Deux chiffres comptent plus que les autres. Le réalisme perçu (88 %) valide le préalable de toute formation à la désescalade : sans réalisme, pas de transfert. Et l'intention de changer de comportement (65 %) chez des agents déjà en poste est le signal le plus directement utile — ce sont des professionnels expérimentés qui, après la session, comptent modifier leur pratique.


Interrogés sur ce qui change par rapport à leurs formations habituelles — présentiel et e-learning —, les apprenants jugent l'expérience immersive :

88 % plus en lien avec le métier réel
82 % plus ludique
71 % plus pratique
65 % plus adaptée

Le premier item est le plus parlant pour la désescalade : être plus proche du métier réel que les formats classiques, c'est précisément la condition du transfert d'une compétence relationnelle. Une formation qu'on vit comme réaliste se rejoue dans la vraie situation ; une formation qu'on subit reste théorique.


Ces résultats mesurent la réception, la perception comparée et l'intention à chaud — non un changement de comportement constaté sur le terrain. Ils traduisent néanmoins ce que vivent les agents : moins de souffrance face à l'agression, une écoute améliorée, un désamorçage plus efficace, une meilleure relation à l'usager. Moins de souffrance, plus d'excellence.

Un agent pour s'entraîner à la désescalade en immersive learning, face à un avatar conversationnel animé par l'IA — solution de formation WiXar.
En immersion, l'agent s'entraîne face à un avatar qui réagit au ton et aux silences, autant de fois qu'il le faut.


Pour quels métiers

Le même dispositif se décline partout où un professionnel encaisse la tension du public. Ce qui change d'un secteur à l'autre, c'est l'habillage de la scène ; ce qui ne change pas, c'est la mécanique qui rend l'entraînement efficace.

-Service public et collectivités : agents d'accueil, guichetiers, agents de l'État confrontés aux incivilités des usagers.

-Santé : soignants face à des patients ou des familles à cran, annonce de mauvaise nouvelle, tension aux urgences.

-Transport — ferroviaire, aérien, urbain : opérateurs et agents au contact des voyageurs, particulièrement exposés en situation de retard, d'affluence ou d'incident.

-Retail et commerce : vendeurs et personnel de caisse face à des clients agressifs.

-Sécurité : agents devant faire respecter une consigne sans que le ton ne dérape.

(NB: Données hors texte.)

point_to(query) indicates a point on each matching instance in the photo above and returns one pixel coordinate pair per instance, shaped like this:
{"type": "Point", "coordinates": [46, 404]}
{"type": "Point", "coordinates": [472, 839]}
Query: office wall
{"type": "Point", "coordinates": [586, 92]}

Créer ses propres scénarios, sans coder

WiXar permet aux entreprises et aux administrations de transformer leurs procédures critiques en réflexes opérationnels. C'est une plateforme d'apprentissage immersif basée sur des agents IA, que les équipes gèrent de façon autonome pour concevoir, déployer et analyser leurs formations — à partir de leurs propres cas concrets — quatre fois plus vite que les solutions existantes. Concrètement, un responsable formation ou un préventeur construit et adapte ses propres scénarios de désescalade, au vocabulaire et aux situations réelles de ses agents, sans aucune compétence de développement.

Questions fréquentes


Les incivilités envers les professionnels au contact du public augmentent-elles vraiment ?


Oui, et dans tous les secteurs. À France Travail, les signalements d'incivilités ont progressé de 82 % entre 2019 et 2023. En santé, l'ONVS a relevé +6,7 % de signalements entre 2023 et 2024. L'Ordre des médecins constatait +27 % d'agressions déclarées en 2023, les pharmaciens +30 %. Une partie de la hausse reflète une meilleure déclaration, mais la convergence de secteurs indépendants confirme une tendance de fond.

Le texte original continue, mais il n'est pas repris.